Mais le problème de savoir ce qu’est justement cette bêtise-là est d’autant plus épineux qu’elle semble capable de se dérober indéfiniment à notre attention critique : « Si la bêtise, vue du dedans, ne ressemblait à s’y méprendre au talent, si, vue du dehors, elle n’avait pas toutes les apparences du progrès, du génie, de l’espoir et de l’amélioration, personne ne voudrait être bête et il n’y aurait pas de bêtise. Tout au moins serait-il aisé de la combattre. Le malheur est qu’elle ait quelque chose de naturel et convaincant. […] Il n’est pas une seule pensée dont la bêtise ne sache aussitôt faire usage, elle peut se mouvoir dans toutes les directions et prendre tous les costumes de la vérité ».
Comment donc parvenir à la traquer sous ses multiples déguisements ? Dans sa conférence, Musil prend les devants en exposant directement le paradoxe constitutif d’une telle intention d’étudier, pour ainsi dire, l’essence de la bêtise : cela suppose de ne pas se croire bête soi-même, du moins de se juger suffisamment intelligent pour pouvoir observer la chose à distance, or se proclamer tel « passe généralement pour une marque de bêtise ! » (p. 15). Qu’à cela ne tienne : Musil reconnaît son lien de collégialité avec la bêtise en tant qu’écrivain et romancier, faisant alors preuve d’une certaine ironie susceptible de nous sortir de ce cercle vicieux.

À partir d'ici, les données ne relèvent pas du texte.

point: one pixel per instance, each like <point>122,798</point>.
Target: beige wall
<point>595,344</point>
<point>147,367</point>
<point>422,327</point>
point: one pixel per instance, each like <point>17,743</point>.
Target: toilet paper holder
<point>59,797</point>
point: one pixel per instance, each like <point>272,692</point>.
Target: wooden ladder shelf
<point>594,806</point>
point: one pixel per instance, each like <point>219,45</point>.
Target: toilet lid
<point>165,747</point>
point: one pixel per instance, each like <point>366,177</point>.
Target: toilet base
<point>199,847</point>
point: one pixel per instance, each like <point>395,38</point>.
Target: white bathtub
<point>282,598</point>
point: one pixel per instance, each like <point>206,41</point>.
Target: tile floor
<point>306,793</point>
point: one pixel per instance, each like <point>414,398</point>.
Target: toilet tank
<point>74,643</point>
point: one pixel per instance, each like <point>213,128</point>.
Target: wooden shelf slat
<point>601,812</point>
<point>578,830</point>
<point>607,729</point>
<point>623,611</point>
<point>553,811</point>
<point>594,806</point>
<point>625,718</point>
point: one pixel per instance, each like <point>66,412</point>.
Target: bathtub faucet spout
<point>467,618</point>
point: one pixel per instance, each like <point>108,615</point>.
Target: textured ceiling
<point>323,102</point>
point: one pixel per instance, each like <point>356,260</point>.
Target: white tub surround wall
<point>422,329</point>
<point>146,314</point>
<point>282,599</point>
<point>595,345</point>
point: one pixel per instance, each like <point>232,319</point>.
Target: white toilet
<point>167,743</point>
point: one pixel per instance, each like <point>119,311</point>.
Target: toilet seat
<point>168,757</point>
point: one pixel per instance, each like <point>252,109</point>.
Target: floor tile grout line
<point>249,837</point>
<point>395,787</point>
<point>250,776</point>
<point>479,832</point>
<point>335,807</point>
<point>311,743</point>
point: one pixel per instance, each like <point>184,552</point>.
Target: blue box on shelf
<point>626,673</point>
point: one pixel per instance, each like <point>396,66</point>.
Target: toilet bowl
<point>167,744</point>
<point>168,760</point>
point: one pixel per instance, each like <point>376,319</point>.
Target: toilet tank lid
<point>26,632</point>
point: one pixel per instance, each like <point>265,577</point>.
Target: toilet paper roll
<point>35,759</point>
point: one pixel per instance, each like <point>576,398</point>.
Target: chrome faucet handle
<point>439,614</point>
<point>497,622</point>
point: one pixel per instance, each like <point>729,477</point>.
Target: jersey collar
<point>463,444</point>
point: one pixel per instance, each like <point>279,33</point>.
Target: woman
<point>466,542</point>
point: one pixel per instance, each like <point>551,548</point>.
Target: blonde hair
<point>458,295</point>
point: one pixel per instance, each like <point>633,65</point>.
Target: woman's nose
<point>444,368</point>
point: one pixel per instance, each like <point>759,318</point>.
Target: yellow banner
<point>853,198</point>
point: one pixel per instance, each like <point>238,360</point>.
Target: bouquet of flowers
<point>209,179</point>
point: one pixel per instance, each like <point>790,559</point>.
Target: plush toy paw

Le dernier point saisissant de l’affaire, en somme, est bien le rapport indissoluble de la bêtise avec l’intelligence, et l’erreur qu’il y aurait, selon Musil, à ne définir celle-là que comme un défaut, une faiblesse de celle-ci. Cela ne tient pas compte de ce « trouble de l’équilibre affectif » (p. 23) qui mine en particulier la forme la plus dangereuse de bêtise, à savoir cette « bêtise intelligente » qui menace « la vie elle-même » (p. 46). Il s’agit donc de distinguer différents types de bêtise et de redéfinir en même temps les rapports entre raison et sentiment, pour pouvoir enfin esquisser quelques remèdes possibles contre ce mal, disons, de tête et de cœur.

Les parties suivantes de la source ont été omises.